On Fri, Feb 21, 2020 at 12:43 AM Steven D'Aprano <steve@pearwood.info> wrote:
On Thu, Feb 20, 2020 at 02:19:13PM -0800, Stephan Hoyer wrote:
Strong +1 for an array.zeros() constructor, and/or a lower level array.empty() which doesn't pre-fill values.
So it'd be a shorthand for something like this?
array.array("i", bytes(64)) array('i', [0, 0, 0, 0, 0, 0, 0, 0, 0, 0, 0, 0, 0, 0, 0, 0])
It'd be convenient to specify the size as a number of array elements rather than bytes. But I'm not a heavy user of array.array() so I won't say either way as to whether this is needed.
Yes, exactly.
The main problem with array.array("i", bytes(64)) is that memory gets allocated twice, first to create the bytes() object and then to make the array(). This makes it unsuitable for high performance applications.
Got some actual measurements to demonstrate that initialising the array is a bottleneck? Especially for something as small as 64, it seems unlikely. If it were 64MB, that might be another story.

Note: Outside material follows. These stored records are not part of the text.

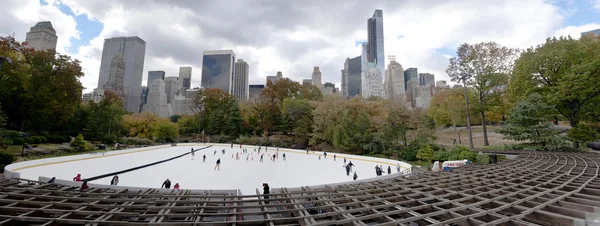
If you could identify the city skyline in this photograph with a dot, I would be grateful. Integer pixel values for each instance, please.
(296, 45)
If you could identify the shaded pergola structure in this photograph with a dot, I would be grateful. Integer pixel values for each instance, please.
(536, 188)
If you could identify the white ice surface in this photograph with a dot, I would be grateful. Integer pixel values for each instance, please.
(300, 169)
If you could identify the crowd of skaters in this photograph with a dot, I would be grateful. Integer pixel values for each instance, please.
(167, 183)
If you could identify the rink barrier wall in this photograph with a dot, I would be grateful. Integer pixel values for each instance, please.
(138, 189)
(142, 166)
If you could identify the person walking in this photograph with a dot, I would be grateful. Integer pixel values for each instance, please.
(77, 178)
(166, 184)
(115, 180)
(218, 166)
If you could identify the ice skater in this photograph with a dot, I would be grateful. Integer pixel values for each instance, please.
(115, 180)
(166, 184)
(218, 166)
(77, 178)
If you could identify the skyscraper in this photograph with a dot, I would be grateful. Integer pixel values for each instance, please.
(42, 36)
(353, 68)
(316, 77)
(426, 79)
(375, 40)
(394, 80)
(134, 52)
(594, 32)
(371, 81)
(172, 87)
(154, 75)
(240, 85)
(115, 77)
(218, 70)
(185, 78)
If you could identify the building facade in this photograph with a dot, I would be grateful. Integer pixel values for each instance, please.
(157, 100)
(115, 77)
(394, 80)
(134, 52)
(240, 86)
(42, 36)
(185, 78)
(172, 87)
(254, 91)
(426, 79)
(316, 77)
(353, 68)
(218, 69)
(372, 81)
(375, 46)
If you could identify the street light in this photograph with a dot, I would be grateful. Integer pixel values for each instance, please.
(463, 77)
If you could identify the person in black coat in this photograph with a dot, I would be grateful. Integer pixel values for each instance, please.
(166, 184)
(266, 192)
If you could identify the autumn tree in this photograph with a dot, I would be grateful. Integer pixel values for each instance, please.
(529, 121)
(486, 67)
(566, 72)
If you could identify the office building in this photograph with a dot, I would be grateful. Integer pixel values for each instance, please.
(316, 77)
(185, 78)
(592, 32)
(218, 69)
(115, 76)
(157, 100)
(42, 36)
(240, 85)
(371, 81)
(134, 52)
(394, 80)
(154, 75)
(254, 91)
(411, 74)
(275, 79)
(353, 68)
(375, 45)
(172, 87)
(426, 79)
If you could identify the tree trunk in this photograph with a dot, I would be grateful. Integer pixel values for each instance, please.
(573, 125)
(485, 140)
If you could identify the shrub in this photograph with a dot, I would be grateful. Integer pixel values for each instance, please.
(18, 141)
(136, 141)
(28, 140)
(36, 140)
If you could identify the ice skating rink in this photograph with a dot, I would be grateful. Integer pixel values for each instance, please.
(300, 169)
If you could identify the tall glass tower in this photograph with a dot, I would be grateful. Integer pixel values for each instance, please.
(375, 40)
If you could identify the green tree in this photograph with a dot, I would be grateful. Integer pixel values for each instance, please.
(530, 121)
(486, 67)
(425, 153)
(78, 144)
(566, 72)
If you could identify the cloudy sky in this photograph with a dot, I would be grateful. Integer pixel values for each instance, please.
(292, 36)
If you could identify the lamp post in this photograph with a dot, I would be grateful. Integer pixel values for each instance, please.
(463, 77)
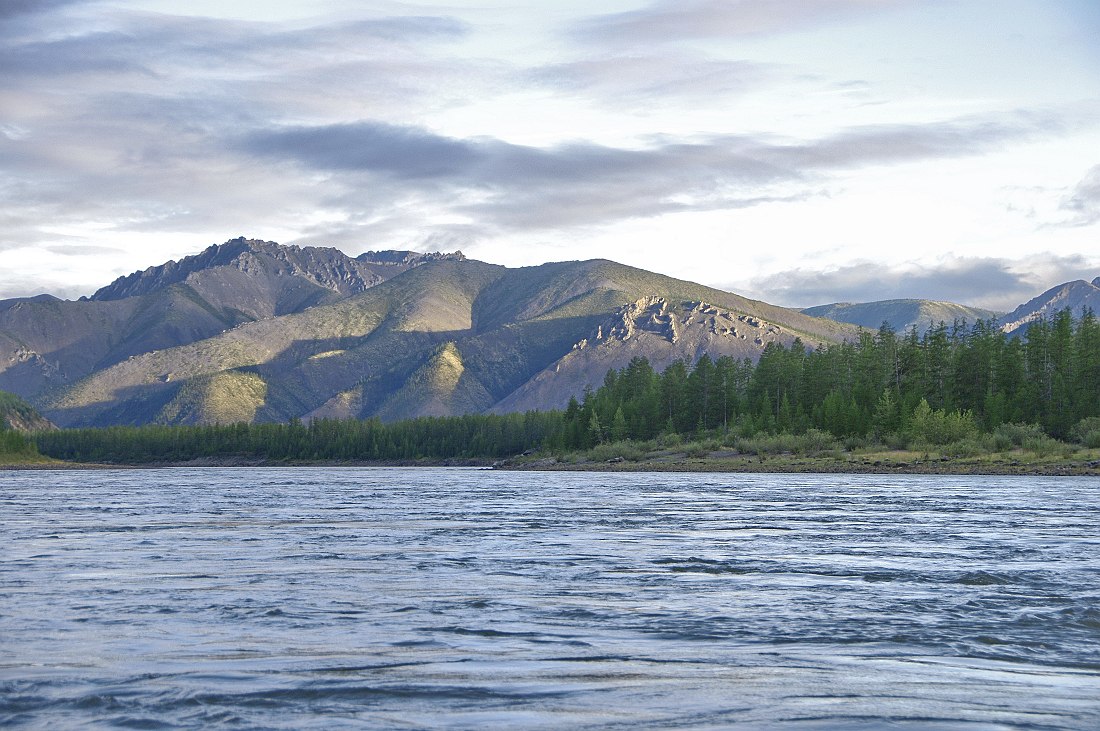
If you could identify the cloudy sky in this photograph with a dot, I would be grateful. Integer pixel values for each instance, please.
(798, 151)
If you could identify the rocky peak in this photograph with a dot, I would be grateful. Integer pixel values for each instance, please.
(672, 322)
(323, 266)
(408, 258)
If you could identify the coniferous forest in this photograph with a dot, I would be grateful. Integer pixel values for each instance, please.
(950, 385)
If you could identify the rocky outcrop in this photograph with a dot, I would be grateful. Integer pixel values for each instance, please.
(326, 267)
(1075, 296)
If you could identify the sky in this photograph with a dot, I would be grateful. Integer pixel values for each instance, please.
(800, 152)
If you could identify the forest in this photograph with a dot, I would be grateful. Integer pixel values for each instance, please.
(947, 385)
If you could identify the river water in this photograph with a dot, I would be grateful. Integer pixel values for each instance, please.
(331, 598)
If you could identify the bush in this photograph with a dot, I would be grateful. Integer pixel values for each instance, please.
(695, 449)
(813, 442)
(15, 443)
(1087, 432)
(1047, 446)
(968, 447)
(627, 451)
(938, 427)
(1009, 435)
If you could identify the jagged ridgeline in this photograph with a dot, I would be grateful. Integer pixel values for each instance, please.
(254, 331)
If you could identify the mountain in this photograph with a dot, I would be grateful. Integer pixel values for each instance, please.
(900, 313)
(48, 344)
(18, 414)
(1076, 296)
(274, 333)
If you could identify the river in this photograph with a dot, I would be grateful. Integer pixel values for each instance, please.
(448, 598)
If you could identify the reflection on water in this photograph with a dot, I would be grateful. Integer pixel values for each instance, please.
(469, 599)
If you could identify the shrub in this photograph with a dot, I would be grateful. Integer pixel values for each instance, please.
(615, 450)
(1047, 446)
(1009, 435)
(938, 427)
(1087, 432)
(814, 441)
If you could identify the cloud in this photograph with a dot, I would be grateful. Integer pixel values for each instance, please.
(641, 80)
(10, 9)
(516, 187)
(996, 284)
(678, 20)
(1084, 202)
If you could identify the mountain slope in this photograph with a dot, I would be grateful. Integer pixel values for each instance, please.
(901, 314)
(449, 335)
(47, 344)
(18, 414)
(1076, 296)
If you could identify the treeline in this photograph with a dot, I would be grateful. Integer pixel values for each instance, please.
(444, 438)
(13, 443)
(952, 378)
(948, 384)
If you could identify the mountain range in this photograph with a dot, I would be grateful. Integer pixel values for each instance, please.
(256, 331)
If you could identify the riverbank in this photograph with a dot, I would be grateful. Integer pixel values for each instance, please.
(884, 462)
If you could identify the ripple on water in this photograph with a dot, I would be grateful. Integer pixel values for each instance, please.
(471, 599)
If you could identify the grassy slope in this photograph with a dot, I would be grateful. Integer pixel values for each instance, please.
(507, 324)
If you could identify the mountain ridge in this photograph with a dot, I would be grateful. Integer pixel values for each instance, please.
(256, 331)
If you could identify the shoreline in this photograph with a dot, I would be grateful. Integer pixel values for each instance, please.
(781, 464)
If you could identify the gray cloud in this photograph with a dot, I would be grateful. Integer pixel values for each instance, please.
(10, 9)
(675, 20)
(996, 284)
(520, 187)
(641, 80)
(1084, 202)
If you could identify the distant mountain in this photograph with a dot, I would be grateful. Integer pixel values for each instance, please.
(253, 331)
(1076, 296)
(900, 313)
(47, 344)
(18, 414)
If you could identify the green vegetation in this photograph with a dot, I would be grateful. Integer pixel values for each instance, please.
(446, 438)
(948, 386)
(953, 392)
(15, 446)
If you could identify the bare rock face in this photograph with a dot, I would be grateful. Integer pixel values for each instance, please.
(1075, 296)
(260, 332)
(658, 329)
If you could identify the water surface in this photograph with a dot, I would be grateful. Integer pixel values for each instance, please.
(474, 599)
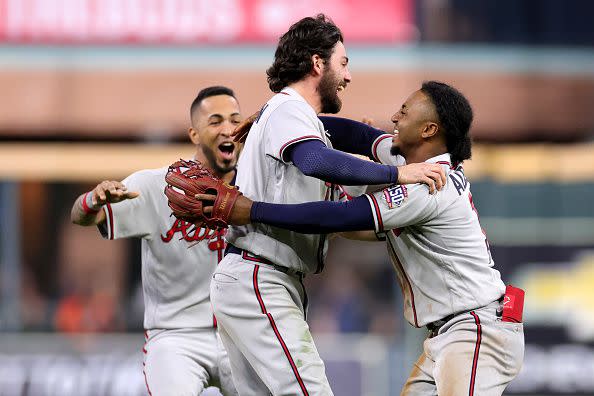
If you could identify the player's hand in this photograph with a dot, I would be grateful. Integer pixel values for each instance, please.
(368, 121)
(241, 131)
(432, 175)
(110, 191)
(240, 214)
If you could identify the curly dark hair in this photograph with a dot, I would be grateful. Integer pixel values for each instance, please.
(292, 59)
(455, 117)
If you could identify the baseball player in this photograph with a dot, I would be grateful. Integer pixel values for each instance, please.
(438, 249)
(183, 353)
(257, 290)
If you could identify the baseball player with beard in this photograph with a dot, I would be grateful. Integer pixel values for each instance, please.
(257, 290)
(440, 253)
(183, 353)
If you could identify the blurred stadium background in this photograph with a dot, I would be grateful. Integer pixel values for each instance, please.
(95, 89)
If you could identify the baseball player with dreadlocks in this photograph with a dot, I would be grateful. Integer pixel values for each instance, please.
(257, 291)
(440, 253)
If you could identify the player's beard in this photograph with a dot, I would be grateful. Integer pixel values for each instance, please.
(210, 155)
(395, 150)
(327, 88)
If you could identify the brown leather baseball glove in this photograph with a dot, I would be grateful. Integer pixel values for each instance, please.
(184, 180)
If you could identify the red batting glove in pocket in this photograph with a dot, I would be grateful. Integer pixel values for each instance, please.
(513, 304)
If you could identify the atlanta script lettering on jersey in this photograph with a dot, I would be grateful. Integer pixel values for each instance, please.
(185, 229)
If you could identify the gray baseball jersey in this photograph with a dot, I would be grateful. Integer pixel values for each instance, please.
(175, 276)
(264, 174)
(261, 309)
(437, 247)
(182, 354)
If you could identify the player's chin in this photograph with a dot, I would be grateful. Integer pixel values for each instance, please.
(226, 165)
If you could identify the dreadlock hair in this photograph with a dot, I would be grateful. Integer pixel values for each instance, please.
(455, 117)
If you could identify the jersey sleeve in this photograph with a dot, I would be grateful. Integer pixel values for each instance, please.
(132, 217)
(292, 122)
(399, 206)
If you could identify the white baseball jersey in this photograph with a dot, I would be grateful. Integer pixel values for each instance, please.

That's right, the real use-case is quickly deserializing large amounts of data (e.g., 100s of MB) from a wire format into a form suitable for fast analysis with NumPy or pandas. Unfortunately I can't share an actual code example, but this is a pretty common scenario in the data processing world, e.g., reminiscent of the use-cases for PEP 574 ( https://www.python.org/dev/peps/pep-0574/). The concern is not just speed (which I agree is probably not impacted too poorly by an extra copy) but also memory overhead. If the resulting array is 500 MB and deserialization can be done in a streaming fashion, I don't want to wastefully allocate another 500 MB just to do a memory copy.